Согласно Рорти, Ларкин больше всего боится разрушения своего «уникального багажа, индивидуального ощущения того, что является для него возможным и важным. Именно это отличает его “я” от всех других». Это понимание касается того, что уникально в натуре Ларкина, а именно — то особенное и неповторимое, что содержится в созданных им стихах. Исход, которого он опасается, заключается в том, что его поэтические творения будут бесследно поглощены анонимностью массовой культуры и в конце концов «никто не найдет в них ничего особенного» («Случайность, ирония и солидарность», 24). Отсюда Рорти выводит следующую мораль: творческие люди мо1ут тревожиться о том, что «слова (формы, теоремы, модели физической природы), повинуясь чужим командам, могут стать просто грудой товаров, расположенных в рутинном порядке... [и в этом случае] никого не впечатлит собственный языковый перл, но люди будут тратить всю жизнь на поиски уже отчеканенных монет» (там же).

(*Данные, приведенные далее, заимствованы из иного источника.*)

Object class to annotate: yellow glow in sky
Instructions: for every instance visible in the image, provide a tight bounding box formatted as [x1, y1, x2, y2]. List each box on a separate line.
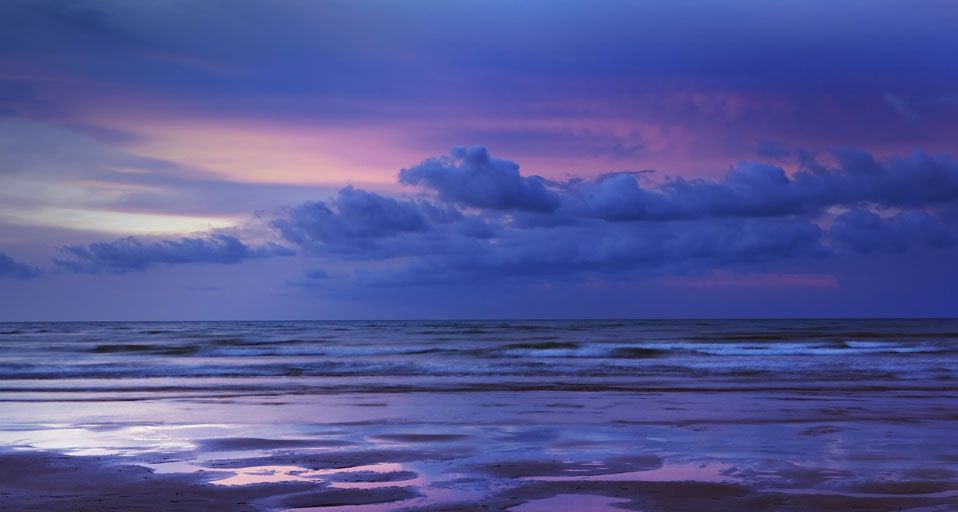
[0, 207, 238, 236]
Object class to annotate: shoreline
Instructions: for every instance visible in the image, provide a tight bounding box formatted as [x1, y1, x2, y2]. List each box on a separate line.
[2, 447, 955, 511]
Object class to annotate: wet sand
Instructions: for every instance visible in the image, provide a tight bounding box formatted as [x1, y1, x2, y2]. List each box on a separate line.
[1, 388, 956, 511]
[0, 448, 954, 512]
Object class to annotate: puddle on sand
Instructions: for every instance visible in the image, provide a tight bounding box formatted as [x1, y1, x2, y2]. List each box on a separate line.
[208, 462, 428, 487]
[210, 465, 325, 486]
[509, 494, 631, 511]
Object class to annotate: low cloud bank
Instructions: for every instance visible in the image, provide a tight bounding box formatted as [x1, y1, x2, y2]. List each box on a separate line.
[0, 252, 39, 279]
[56, 235, 293, 273]
[273, 146, 958, 286]
[39, 146, 958, 287]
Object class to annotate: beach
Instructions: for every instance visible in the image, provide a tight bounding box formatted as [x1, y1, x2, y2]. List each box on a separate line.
[1, 320, 956, 511]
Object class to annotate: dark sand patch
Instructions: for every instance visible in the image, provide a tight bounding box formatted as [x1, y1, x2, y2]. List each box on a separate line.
[406, 480, 952, 512]
[467, 455, 662, 478]
[730, 465, 853, 488]
[903, 468, 958, 480]
[198, 437, 354, 451]
[328, 470, 419, 483]
[841, 480, 957, 495]
[206, 447, 469, 470]
[280, 486, 419, 507]
[0, 450, 315, 512]
[369, 433, 469, 443]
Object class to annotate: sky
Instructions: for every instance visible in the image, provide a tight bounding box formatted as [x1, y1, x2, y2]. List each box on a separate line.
[1, 0, 957, 320]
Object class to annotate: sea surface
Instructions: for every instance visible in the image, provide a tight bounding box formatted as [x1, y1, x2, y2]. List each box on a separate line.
[2, 318, 956, 384]
[1, 319, 956, 511]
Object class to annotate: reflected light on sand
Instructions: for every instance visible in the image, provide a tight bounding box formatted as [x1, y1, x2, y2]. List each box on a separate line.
[0, 425, 198, 455]
[212, 465, 322, 486]
[210, 462, 418, 487]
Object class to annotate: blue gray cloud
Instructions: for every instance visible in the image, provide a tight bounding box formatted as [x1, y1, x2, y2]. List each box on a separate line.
[270, 186, 478, 257]
[39, 147, 958, 289]
[830, 209, 958, 254]
[394, 146, 958, 223]
[399, 146, 560, 212]
[565, 151, 958, 222]
[0, 252, 39, 278]
[275, 147, 958, 287]
[56, 234, 292, 273]
[326, 218, 827, 289]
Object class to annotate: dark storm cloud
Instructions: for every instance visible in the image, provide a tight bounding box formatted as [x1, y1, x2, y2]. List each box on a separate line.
[0, 252, 39, 278]
[56, 235, 292, 273]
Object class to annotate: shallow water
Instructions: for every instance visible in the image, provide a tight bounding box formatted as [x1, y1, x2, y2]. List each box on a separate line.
[1, 319, 956, 510]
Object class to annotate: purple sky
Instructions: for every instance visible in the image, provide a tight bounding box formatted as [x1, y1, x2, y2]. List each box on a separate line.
[1, 0, 957, 319]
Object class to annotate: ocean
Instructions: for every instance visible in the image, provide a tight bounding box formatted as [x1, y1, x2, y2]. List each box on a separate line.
[1, 319, 956, 511]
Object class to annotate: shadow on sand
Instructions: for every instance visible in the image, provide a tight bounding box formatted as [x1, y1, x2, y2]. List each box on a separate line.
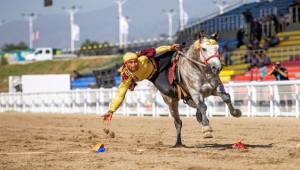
[169, 143, 273, 150]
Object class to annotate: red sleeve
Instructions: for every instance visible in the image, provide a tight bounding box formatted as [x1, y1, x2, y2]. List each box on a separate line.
[140, 48, 156, 58]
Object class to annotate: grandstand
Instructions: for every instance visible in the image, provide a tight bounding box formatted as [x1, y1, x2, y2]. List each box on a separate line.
[76, 0, 300, 85]
[175, 0, 300, 83]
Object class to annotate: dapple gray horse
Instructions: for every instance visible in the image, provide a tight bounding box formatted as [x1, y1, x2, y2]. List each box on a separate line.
[161, 33, 242, 147]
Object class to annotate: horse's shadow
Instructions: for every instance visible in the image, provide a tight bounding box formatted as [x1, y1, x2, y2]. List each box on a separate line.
[174, 143, 273, 150]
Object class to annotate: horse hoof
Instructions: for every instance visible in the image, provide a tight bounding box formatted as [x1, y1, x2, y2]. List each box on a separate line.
[203, 132, 213, 138]
[202, 126, 213, 133]
[172, 143, 185, 148]
[231, 109, 242, 118]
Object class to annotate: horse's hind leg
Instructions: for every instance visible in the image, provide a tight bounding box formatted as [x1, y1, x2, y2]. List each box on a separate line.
[215, 91, 241, 117]
[161, 94, 183, 147]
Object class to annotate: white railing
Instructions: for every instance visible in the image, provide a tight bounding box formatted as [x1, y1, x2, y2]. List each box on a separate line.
[0, 80, 299, 118]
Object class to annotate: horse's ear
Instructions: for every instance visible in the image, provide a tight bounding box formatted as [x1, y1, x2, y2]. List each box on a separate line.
[210, 32, 219, 40]
[198, 31, 204, 40]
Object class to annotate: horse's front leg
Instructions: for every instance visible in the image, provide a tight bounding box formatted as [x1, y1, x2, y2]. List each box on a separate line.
[192, 94, 213, 138]
[214, 85, 241, 117]
[161, 94, 184, 147]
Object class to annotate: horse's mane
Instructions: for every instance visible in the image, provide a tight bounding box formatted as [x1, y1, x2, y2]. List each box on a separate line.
[185, 40, 198, 60]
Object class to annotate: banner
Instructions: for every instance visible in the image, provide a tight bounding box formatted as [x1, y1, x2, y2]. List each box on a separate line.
[71, 24, 80, 41]
[183, 10, 189, 26]
[120, 16, 129, 35]
[32, 31, 39, 41]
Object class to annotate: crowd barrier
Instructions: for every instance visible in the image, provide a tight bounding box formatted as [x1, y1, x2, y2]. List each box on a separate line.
[0, 80, 299, 118]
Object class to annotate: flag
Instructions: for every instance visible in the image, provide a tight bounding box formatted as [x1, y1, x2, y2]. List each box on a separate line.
[32, 31, 39, 41]
[71, 24, 80, 41]
[120, 16, 129, 35]
[183, 10, 189, 26]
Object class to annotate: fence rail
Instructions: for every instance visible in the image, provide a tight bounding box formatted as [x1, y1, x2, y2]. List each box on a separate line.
[0, 80, 299, 118]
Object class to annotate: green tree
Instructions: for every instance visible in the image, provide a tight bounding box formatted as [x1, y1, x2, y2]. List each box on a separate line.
[1, 42, 28, 52]
[80, 39, 100, 49]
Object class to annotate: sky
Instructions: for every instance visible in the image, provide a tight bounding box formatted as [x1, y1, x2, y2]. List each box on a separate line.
[0, 0, 246, 49]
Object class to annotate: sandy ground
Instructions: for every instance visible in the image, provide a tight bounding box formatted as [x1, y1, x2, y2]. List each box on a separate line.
[0, 112, 300, 170]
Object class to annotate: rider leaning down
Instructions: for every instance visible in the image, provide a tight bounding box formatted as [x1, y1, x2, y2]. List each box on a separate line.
[103, 43, 180, 121]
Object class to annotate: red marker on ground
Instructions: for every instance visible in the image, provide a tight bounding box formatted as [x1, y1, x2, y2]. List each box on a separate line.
[232, 140, 247, 149]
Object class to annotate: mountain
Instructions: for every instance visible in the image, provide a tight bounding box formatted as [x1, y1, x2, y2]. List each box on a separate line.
[0, 0, 216, 49]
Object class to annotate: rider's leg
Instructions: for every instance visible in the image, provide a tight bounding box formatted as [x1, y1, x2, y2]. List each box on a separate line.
[149, 51, 177, 98]
[152, 71, 177, 98]
[154, 51, 175, 72]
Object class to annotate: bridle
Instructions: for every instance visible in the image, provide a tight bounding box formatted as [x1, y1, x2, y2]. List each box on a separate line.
[196, 46, 220, 65]
[177, 43, 220, 68]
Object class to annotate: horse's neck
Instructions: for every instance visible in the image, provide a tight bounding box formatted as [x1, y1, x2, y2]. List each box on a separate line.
[185, 45, 198, 60]
[181, 45, 207, 73]
[180, 45, 218, 81]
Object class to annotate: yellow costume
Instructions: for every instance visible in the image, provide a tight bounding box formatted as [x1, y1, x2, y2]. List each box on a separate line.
[108, 45, 174, 112]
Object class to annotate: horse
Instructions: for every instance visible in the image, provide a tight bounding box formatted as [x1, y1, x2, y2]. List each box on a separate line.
[160, 32, 242, 147]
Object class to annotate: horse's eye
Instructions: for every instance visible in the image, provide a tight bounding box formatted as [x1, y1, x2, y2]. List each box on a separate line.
[202, 48, 207, 52]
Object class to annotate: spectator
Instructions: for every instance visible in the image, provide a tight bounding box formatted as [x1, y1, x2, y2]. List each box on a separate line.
[267, 61, 291, 111]
[247, 51, 258, 70]
[222, 44, 232, 65]
[71, 70, 83, 80]
[269, 36, 280, 47]
[254, 20, 263, 42]
[251, 38, 260, 50]
[271, 14, 280, 34]
[257, 50, 271, 68]
[242, 9, 254, 43]
[278, 13, 286, 32]
[236, 28, 245, 48]
[267, 62, 289, 80]
[263, 36, 271, 49]
[241, 54, 249, 64]
[257, 50, 271, 80]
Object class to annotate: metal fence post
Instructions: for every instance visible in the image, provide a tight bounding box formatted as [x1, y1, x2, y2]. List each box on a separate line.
[152, 92, 157, 117]
[295, 84, 299, 118]
[247, 85, 251, 117]
[274, 85, 280, 117]
[251, 84, 257, 117]
[83, 90, 87, 114]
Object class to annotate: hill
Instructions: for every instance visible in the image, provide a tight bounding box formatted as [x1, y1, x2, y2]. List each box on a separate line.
[0, 55, 122, 92]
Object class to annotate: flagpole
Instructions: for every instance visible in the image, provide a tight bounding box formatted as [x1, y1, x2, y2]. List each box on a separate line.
[163, 9, 175, 41]
[115, 0, 127, 49]
[178, 0, 184, 31]
[63, 6, 80, 53]
[22, 13, 37, 49]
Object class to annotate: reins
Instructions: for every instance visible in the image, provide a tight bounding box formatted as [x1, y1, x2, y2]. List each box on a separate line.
[177, 51, 207, 68]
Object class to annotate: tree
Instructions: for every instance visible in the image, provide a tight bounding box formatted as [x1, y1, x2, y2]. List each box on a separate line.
[1, 42, 28, 52]
[80, 39, 100, 49]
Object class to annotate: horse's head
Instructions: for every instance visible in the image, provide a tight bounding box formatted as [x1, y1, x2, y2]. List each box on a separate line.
[192, 32, 222, 74]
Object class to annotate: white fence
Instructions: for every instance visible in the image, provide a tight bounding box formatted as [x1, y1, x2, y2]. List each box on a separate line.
[0, 80, 300, 118]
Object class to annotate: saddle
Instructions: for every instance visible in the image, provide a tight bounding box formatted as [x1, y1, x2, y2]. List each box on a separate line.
[168, 52, 190, 100]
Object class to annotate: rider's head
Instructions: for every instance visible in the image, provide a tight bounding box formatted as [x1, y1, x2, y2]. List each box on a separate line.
[123, 52, 139, 72]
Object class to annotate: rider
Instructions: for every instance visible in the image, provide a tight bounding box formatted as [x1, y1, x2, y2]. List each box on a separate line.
[103, 44, 181, 121]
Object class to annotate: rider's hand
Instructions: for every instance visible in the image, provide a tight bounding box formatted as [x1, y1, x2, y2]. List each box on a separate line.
[136, 51, 142, 57]
[272, 65, 278, 71]
[171, 44, 180, 51]
[103, 111, 113, 122]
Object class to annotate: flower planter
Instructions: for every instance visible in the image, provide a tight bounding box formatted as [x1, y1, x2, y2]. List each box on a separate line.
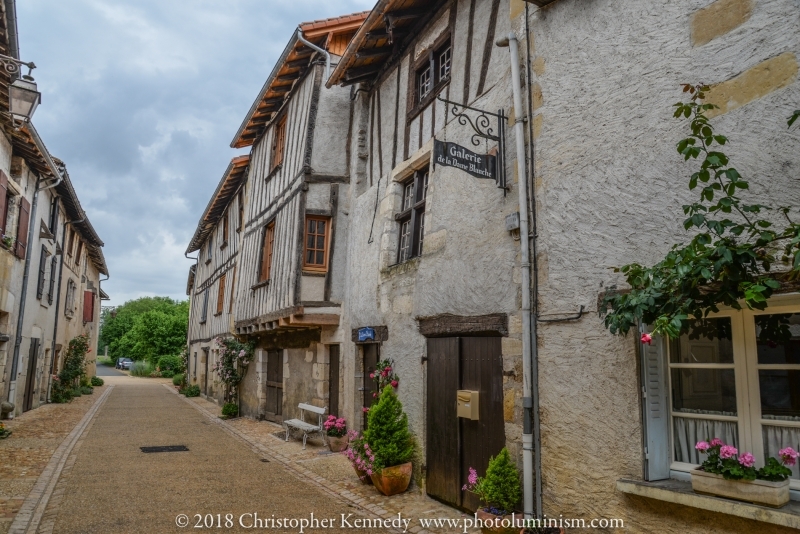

На первый взгляд может показаться, что эти комментарии уводят нас в сторону от традиционных философских тем, глубинных вопросов о «смерти» и «самости», погружая в земной мир весьма рутинных мыслей об «оригинальности» в искусстве и других видах творчества. Однако уже следующим предложением Рорти разрушает это впечатление: «следовательно, никто и никогда не обладал никаким “я”» (там же). Этот вызов уводит дискуссию еще дальше от вопросов «эссенциалистов» относительно того, что есть «самость», к более плодотворной дискуссии, касающейся возможности сотворения самости. В этой дискуссии не важна тревога по поводу того, что уже «дано» в конституции самости. Значение имеет только то, что было «сделано». Но мы поторопимся, если будем считать, что Рорти оспаривает все утверждения, противоречащие его тезису о том, что «самости нет до тех пор, пока ее не создают». Рорти не говорит, что традиционный подход неверен, ибо он не соглашается с этим тезисом. Рорти говорит другое: «Здесь открывается потенциально интересный способ говорить о самости, требующий продолжения бесплодных традиционных дебатов. Давайте же его испытаем!»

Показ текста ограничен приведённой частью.